Accessing data in external data platforms

IBM® watsonx.data enables you to query data from multiple external data platforms without copying or moving the data. This capability provides seamless access to data across your data landscape while maintaining data in its original location.

Overview

With watsonx.data, you can access and query data from external platforms through direct connections. This approach eliminates the need to replicate data, providing:

Real-time access - Query the most current data without synchronization delays
Cost efficiency - Eliminate storage duplication and data transfer costs
Simplified architecture - Reduce data pipeline complexity and maintenance overhead
Unified governance - Apply consistent security and access policies across data sources

This integration method is commonly known as zero-copy data federation, where queries are executed directly on remote data through secure connections.

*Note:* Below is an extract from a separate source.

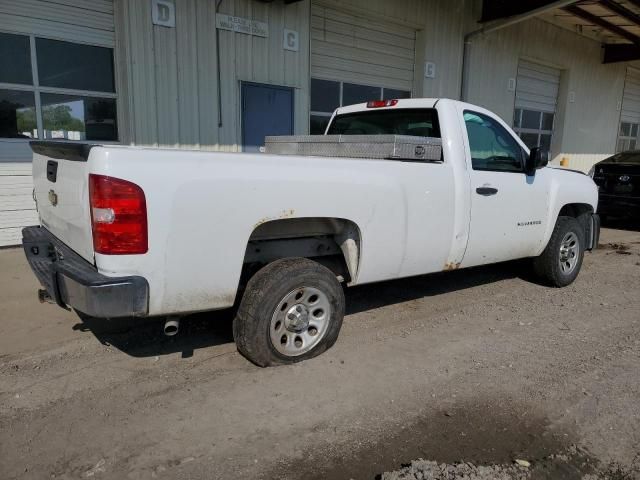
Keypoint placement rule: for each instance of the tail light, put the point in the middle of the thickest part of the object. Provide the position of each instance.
(118, 216)
(381, 103)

Supported external data platforms

watsonx.data supports querying data from the following external platforms:

Cloudera: Access Hive tables stored in Cloudera HDFS for enterprise data warehousing and Hadoop ecosystem integration.
Learn more: Integrating Cloudera in watsonx.data
Databricks Unity Catalog: Access Delta Lake and Iceberg tables stored in Databricks Unity Catalog for multi-cloud data analytics and unified data governance.
Learn more: Integrating Databricks Unity Catalog in watsonx.data
Snowflake Open Catalog: Access Apache Iceberg tables managed by Snowflake Open Catalog for cloud-native data analytics and cross-platform data access.
Learn more: Integrating Snowflake Open Catalog in watsonx.data
Confluent Tableflow: Access streaming data tables managed by Confluent Tableflow for real-time analytics and event-driven architectures.
Learn more: Integrating Confluent Tableflow in watsonx.data
Salesforce: Connect to Salesforce data through Arrow Flight service for CRM analytics and customer data integration.
Learn more: Salesforce

How it works

Accessing external data in watsonx.data works through the following components:

External data platform - The remote system where data resides
Metadata layer - Catalog or metastore that provides table definitions and schema information
watsonx.data engines - Presto or Spark engines that execute queries
Storage layer - External storage systems where data files are stored
Authentication layer - Security mechanisms for secure access

Query engines

watsonx.data supports querying external data through two query engines:

Presto engine - Optimized for interactive analytics with SQL-based querying
Spark engine - Optimized for batch processing and complex transformations with PySpark and Scala support

For details on which platforms support which engines, see the platform-specific integration guides.

Getting started

To access data from external platforms:

Identify data platforms - Determine which external platforms you need to access
Review prerequisites - Ensure you meet the requirements for each platform
Gather credentials - Obtain necessary authentication credentials and connection details
Configure connections - Set up storage components and catalogs in watsonx.data
Associate engines - Connect catalogs to appropriate query engines
Test queries - Validate connectivity and query functionality

For detailed setup instructions, see the integration guide for your specific platform.